Two other people with direct dealings with Yahoo’s ad business mention that the advertising community has still not forgiven CEO Marissa Mayer for blowing off several key client meetings at Cannes in 2014. The general consensus between them is the ad community views Mayer still as an outsider due to her engineering background, and believes she hasn’t made the strides to understand the advertising business.
These stories come at a time when Yahoo, especially its media and advertising business, doesn’t need more bad news. On Thursday, Business Insider reported that Yahoo was going to layoff at least 10 percent of its workforce, mostly from its media, ad platforms and European operations. The previous day, investor Starboard Value wrote a strongly worded letter to Yahoo calling for the removal of Mayer and her team.
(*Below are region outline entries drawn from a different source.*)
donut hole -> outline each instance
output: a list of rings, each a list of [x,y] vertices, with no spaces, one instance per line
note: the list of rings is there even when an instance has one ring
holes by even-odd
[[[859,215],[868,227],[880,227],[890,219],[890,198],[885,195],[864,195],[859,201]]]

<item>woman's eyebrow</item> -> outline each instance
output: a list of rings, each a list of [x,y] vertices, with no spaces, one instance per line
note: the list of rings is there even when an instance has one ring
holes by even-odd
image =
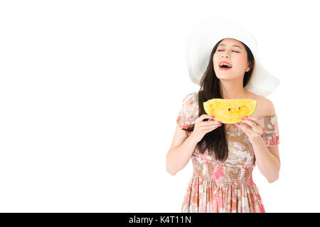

Earlier this week the company confirmed it closed down Yahoo Screen which was the home for its original series including new episodes of NBC’s cast-off series “Community” and the live-stream of the 2015 NFL Bills versus Jaguars game in London (NBC is a sister company to CNBC, both are owned by NBCUniversal). A rep told Variety that the company constantly reviews its products, and was transitioning Yahoo Screen videos to its digital magazines and other properties.
One of Yahoo’s major problems is lack of a clear content strategy, according to Yahoo’s former head of sports, entertainment and studios, David Katz. He currently is the CEO of digital sports magazine ThePostGame — which Yahoo co-launched in 2011. (The two companies still have a content-sharing agreement.)
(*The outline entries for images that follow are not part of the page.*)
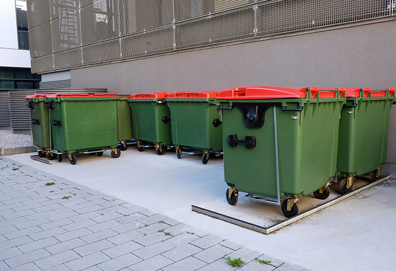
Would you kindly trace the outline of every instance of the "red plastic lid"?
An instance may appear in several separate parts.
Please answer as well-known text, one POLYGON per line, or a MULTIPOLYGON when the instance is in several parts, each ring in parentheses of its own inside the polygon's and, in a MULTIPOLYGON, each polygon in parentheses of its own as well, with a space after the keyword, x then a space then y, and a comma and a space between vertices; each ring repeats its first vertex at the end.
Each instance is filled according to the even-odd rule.
POLYGON ((115 93, 56 93, 48 95, 48 97, 51 98, 84 98, 87 97, 101 98, 103 97, 118 97, 118 95, 115 93))
POLYGON ((166 99, 169 94, 169 92, 136 93, 130 95, 129 99, 166 99))
POLYGON ((219 97, 219 91, 181 91, 179 92, 175 92, 169 94, 168 98, 215 98, 219 97))
MULTIPOLYGON (((311 89, 311 98, 313 98, 319 90, 320 98, 334 98, 337 89, 321 89, 317 87, 306 88, 295 87, 270 87, 266 86, 251 86, 241 87, 234 89, 222 90, 219 93, 219 98, 227 99, 279 99, 284 98, 305 98, 307 95, 307 88, 311 89)), ((345 90, 340 89, 340 97, 345 90)))
POLYGON ((52 94, 34 94, 32 95, 26 95, 26 99, 44 98, 49 97, 52 94))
During Katz’s tenure, he claimed the company was focused on hiring quality writers and dedicated resources to reporting the news. Now, he feels the company disjointedly latches onto major and cultural events without having a fundamental news base, which can be expensive.
For example, Yahoo reportedly paid $20 million to the NFL for streaming rights for the London game. It also lost a total of $42 million in Q3 on its video assets, lead by the fresh episodes of “Community,” as well as its original series “Sin City Saints” and “Other Space.”
On top of that, Katz believes user experience on the website has made it hard to find relevant content. It can all be tied to Yahoo’s focus on algorithms and programmatic functions, he said.
“I believe Yahoo content has really lost its soul in the process,” Katz said. “Going out and spending a lot money on a few big price products, be it ‘Community’ or Katie Couric is not a strategy in itself. They were focused on putting a cherry on top of a sundae, but all the ice cream had melted. No one wants to eat that sundae.”
Pixalate’s Global Seller Trust Index — which ranks more than 250 ad exchanges on the kinds of traffic seeing these advertisements (human or nonhuman) among other factors — ranks Yahoo’s platform 48th, with No. 1 being the worst.
Yahoo bought BrightRoll in November 2014 for $640 million in cash. In September 2015, Yahoo united all its programmatic ad tech under the BrightRoll brand, including analytics firm Flurry, Yahoo premium inventory and Gemini native video supply.
UPDATE: The story was updated to include Yahoo’s updated statement denying the claims. It also now reflects that Yahoo lost $42 million mostly from its shows “Community,” “Sin City Saints” and “Other Space,” not just from the cost of purchasing “Community” as originally stated.